A ativação do virtual como espaço para a comercialização não foi utilizado apenas pelas feiras. Na busca de alternativas acessíveis, artistas se reuniram em coletivos para comercializar suas obras. Uma dessas experiências foi o Birico, uma plataforma digital organizada por 40 artistas de diversas regiões do país e com condições sociais diferentes, que vendem impressões gráficas de seus trabalhos com o intuito de gerar um fundo emergencial para seus participantes e para ações na Cracolândia, como uma “Residência Artística Social” oferecendo moradia e formação em diferentes áreas, podendo as produções realizadas serem comercializadas e contribuírem na geração de renda.

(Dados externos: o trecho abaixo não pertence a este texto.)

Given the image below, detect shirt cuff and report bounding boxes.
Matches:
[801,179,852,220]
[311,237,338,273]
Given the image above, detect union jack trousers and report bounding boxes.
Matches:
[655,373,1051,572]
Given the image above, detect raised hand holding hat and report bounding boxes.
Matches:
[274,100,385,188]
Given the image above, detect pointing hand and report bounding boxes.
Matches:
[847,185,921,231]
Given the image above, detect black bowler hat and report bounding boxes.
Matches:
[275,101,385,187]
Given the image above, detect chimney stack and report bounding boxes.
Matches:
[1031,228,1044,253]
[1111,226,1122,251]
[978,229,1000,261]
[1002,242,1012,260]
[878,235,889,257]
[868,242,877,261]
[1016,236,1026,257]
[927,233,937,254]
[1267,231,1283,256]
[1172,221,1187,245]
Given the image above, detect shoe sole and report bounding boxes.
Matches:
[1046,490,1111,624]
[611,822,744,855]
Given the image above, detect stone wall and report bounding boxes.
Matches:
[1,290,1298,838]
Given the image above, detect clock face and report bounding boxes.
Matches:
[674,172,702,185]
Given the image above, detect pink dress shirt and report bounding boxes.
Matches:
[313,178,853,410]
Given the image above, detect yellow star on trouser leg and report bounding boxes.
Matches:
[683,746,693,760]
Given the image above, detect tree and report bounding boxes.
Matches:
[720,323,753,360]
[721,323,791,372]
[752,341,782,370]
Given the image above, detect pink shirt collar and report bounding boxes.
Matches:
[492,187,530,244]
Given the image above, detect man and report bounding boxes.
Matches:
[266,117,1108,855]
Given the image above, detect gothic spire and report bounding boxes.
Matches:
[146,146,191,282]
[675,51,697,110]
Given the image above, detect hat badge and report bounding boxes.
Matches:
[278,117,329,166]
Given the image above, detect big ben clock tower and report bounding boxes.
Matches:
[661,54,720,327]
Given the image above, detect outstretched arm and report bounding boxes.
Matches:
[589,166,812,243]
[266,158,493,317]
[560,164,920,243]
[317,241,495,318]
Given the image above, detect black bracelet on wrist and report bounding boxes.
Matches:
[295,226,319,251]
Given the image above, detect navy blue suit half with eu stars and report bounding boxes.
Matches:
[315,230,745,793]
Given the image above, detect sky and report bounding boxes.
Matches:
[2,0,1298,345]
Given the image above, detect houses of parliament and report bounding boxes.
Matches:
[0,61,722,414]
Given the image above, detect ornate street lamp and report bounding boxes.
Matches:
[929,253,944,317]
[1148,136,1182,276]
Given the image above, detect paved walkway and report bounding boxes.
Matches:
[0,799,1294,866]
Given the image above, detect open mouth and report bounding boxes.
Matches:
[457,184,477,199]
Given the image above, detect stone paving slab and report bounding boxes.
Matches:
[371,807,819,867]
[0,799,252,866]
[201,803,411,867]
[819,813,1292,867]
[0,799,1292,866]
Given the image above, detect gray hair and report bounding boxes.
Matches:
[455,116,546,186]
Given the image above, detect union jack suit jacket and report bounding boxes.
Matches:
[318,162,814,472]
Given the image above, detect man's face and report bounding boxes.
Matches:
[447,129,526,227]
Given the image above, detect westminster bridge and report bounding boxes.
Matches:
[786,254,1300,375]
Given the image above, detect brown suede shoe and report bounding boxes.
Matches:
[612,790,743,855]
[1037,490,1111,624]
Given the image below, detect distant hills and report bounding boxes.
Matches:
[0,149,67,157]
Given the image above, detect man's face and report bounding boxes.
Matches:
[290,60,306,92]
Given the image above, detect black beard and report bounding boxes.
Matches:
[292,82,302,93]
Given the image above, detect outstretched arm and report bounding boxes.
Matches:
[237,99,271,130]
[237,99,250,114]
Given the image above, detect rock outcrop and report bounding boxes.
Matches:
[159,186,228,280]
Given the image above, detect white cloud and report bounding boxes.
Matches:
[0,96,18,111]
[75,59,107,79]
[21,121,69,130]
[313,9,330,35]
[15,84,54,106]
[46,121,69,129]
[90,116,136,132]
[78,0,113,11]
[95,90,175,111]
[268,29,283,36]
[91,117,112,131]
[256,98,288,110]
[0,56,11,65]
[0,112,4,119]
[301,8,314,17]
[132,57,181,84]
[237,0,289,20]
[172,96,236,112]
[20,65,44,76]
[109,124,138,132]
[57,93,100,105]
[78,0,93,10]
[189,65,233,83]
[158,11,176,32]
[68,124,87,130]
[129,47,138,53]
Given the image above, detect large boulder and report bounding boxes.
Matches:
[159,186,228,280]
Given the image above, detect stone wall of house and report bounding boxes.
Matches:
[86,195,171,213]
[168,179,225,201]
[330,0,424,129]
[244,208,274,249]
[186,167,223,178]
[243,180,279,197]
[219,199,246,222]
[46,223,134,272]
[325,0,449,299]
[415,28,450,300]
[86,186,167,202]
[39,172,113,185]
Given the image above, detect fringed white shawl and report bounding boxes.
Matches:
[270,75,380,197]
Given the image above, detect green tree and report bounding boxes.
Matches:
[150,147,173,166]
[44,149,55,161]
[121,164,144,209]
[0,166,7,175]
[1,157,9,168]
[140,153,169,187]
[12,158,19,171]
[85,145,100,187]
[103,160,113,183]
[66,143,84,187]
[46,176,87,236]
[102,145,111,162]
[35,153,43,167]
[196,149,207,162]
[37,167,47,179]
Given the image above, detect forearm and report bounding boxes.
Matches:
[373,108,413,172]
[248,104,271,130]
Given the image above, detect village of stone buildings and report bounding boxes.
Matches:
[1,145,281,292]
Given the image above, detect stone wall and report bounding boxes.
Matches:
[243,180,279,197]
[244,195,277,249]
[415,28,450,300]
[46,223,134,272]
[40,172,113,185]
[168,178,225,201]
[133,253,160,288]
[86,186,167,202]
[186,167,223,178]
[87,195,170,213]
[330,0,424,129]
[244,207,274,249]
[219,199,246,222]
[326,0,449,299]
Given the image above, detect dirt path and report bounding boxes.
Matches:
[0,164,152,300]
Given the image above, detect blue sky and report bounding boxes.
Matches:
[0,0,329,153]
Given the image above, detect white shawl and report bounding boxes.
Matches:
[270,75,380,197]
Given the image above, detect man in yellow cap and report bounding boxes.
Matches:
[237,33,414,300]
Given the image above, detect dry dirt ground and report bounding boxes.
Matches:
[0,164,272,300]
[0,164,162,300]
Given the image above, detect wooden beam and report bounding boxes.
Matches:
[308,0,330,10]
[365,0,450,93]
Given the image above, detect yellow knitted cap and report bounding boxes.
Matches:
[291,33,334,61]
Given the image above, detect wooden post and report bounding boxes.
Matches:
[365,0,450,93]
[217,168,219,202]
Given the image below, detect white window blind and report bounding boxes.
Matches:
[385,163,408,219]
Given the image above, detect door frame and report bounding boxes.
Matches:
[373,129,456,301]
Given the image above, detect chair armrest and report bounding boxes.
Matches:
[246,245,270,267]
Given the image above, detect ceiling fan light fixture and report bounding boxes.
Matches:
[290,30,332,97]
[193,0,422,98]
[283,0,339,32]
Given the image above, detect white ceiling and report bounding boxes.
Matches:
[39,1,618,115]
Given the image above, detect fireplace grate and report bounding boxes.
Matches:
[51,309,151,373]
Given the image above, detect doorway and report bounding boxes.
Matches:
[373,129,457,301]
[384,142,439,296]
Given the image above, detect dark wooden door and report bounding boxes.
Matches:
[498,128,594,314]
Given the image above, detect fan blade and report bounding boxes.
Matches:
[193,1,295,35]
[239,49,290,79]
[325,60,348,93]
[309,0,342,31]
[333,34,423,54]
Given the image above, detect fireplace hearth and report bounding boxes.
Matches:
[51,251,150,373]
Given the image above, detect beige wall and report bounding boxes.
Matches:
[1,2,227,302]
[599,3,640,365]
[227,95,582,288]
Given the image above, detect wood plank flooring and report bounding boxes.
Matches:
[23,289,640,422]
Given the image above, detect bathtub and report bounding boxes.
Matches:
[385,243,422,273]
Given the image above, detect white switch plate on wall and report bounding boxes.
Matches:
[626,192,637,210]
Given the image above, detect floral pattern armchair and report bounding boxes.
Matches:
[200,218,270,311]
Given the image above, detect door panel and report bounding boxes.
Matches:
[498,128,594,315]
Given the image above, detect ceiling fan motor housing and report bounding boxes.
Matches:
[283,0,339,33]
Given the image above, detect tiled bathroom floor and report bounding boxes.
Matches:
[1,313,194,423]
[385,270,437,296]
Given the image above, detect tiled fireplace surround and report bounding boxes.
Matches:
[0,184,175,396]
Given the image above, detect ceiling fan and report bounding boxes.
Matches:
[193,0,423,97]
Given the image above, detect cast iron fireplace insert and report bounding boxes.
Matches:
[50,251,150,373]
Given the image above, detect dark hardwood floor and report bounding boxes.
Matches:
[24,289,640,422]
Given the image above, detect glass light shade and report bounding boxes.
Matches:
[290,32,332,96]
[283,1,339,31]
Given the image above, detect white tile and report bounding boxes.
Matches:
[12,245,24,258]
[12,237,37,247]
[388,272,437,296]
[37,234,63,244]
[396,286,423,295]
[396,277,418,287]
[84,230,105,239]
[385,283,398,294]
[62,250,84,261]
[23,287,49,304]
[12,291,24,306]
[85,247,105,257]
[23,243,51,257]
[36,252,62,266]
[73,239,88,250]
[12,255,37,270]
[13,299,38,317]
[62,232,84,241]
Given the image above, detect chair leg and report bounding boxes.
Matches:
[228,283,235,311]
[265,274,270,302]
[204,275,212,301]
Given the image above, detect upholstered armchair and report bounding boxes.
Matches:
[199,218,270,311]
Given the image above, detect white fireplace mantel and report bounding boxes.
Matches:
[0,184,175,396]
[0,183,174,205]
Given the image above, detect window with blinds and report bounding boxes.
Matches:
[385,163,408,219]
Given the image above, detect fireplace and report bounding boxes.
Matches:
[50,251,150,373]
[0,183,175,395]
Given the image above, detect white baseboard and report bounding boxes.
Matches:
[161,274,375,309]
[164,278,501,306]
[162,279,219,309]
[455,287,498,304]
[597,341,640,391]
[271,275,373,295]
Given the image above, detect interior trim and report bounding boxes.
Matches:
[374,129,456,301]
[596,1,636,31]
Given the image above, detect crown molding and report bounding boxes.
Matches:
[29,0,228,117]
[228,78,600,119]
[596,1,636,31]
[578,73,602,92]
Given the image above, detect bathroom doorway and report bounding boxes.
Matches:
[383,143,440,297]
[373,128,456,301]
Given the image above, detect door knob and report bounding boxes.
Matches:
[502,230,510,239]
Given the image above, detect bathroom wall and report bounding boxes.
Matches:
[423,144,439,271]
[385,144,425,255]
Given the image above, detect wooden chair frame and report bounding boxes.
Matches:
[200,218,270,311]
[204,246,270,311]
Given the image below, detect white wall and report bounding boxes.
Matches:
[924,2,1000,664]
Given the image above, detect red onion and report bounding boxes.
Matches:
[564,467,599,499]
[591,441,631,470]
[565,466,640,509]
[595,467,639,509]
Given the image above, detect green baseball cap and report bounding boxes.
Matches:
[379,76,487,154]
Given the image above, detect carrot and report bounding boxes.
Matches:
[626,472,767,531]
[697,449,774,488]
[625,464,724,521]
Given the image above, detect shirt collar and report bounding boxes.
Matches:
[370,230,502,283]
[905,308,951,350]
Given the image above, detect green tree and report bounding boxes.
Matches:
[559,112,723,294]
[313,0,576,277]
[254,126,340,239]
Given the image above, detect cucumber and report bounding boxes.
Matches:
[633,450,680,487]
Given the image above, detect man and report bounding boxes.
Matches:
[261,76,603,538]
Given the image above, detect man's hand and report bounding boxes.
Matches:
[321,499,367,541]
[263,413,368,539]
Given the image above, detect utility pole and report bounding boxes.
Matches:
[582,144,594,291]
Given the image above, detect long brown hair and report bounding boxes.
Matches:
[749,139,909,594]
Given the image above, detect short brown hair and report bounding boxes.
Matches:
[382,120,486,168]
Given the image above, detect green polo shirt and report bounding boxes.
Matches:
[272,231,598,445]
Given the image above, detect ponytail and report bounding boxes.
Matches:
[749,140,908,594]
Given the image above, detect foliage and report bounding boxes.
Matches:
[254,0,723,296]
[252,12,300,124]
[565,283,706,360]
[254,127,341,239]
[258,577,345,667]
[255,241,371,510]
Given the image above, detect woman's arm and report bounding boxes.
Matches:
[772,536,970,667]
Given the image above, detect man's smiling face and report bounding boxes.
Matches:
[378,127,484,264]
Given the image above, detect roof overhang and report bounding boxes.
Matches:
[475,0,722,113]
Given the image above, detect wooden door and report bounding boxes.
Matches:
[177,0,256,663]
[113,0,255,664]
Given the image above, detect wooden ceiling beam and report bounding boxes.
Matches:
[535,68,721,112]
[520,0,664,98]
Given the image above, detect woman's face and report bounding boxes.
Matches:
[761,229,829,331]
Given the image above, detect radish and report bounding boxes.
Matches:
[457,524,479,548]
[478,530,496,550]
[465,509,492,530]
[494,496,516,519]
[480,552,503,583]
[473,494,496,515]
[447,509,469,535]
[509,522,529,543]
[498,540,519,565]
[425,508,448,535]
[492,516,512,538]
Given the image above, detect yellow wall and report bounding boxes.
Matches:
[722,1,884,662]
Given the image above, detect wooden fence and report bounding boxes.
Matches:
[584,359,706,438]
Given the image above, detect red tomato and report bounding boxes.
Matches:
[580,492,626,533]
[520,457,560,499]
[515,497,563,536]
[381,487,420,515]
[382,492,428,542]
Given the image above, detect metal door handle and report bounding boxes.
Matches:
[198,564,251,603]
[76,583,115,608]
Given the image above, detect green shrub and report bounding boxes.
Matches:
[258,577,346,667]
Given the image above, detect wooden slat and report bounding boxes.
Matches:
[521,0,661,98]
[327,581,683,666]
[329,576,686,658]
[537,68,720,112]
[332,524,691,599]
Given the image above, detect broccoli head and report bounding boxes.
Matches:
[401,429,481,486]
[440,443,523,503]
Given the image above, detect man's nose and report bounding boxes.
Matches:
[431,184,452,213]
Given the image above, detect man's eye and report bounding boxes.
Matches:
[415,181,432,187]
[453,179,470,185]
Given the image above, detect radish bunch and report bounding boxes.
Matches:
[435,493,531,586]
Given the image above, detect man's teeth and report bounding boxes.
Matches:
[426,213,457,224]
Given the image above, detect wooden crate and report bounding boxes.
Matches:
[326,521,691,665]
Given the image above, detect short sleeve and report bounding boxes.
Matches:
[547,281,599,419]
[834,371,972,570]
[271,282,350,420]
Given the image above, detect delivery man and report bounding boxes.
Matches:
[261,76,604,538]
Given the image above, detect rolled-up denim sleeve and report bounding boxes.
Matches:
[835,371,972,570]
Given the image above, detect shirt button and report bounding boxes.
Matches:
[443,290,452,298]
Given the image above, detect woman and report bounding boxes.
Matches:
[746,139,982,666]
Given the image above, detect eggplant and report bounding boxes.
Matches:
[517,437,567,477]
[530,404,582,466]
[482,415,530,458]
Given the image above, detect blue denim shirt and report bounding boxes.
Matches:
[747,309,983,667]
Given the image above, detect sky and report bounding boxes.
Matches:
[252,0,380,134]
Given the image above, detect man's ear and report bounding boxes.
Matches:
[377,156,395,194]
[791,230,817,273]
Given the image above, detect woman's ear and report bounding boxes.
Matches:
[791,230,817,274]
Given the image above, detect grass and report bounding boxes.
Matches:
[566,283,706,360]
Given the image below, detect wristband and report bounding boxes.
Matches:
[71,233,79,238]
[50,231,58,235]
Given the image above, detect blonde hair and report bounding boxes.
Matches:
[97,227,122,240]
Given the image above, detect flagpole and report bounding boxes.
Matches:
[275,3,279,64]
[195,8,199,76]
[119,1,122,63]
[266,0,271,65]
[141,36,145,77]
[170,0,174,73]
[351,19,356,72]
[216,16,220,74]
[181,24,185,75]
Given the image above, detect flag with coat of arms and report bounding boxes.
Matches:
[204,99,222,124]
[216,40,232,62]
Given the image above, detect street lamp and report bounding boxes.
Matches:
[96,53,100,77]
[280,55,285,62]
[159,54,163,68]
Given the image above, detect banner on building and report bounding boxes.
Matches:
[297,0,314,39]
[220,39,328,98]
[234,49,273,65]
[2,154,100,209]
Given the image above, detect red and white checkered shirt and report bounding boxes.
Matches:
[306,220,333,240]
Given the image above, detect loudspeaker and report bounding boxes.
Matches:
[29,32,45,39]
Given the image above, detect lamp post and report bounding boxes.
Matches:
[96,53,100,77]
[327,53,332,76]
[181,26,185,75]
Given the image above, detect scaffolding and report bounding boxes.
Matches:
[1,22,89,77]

Não há uma previsão segura sobre quando as atividades do mercado de arte, fortemente ancorado em relações pessoais e atividades presenciais, poderão se restabelecer plenamente. Mudanças significativas estão em curso, relacionadas à forma de produção, exibição, circulação e consumo de arte, exigindo adaptações e transformações dos modelos de negócios, onde as estratégias digitais assumem uma relevância inédita. Dessa capacidade de reinvenção e de ação dependem a sustentabilidade e mesmo a sobrevivência de empresas e agentes que atuam no mercado de arte, enquanto a pandemia durar, e também a recuperação do setor num cenário pós-pandêmico no qual o contexto econômico mais amplo seguirá bastante adverso. Acreditamos que uma das mais relevantes e positivas transformações em curso se dá na direção de um sistema das artes mais diverso, includente e colaborativo. Iniciativas como p.art.ilha, Diáspora, Birico e todas as demais citadas, já estão apontando para esses novos caminhos.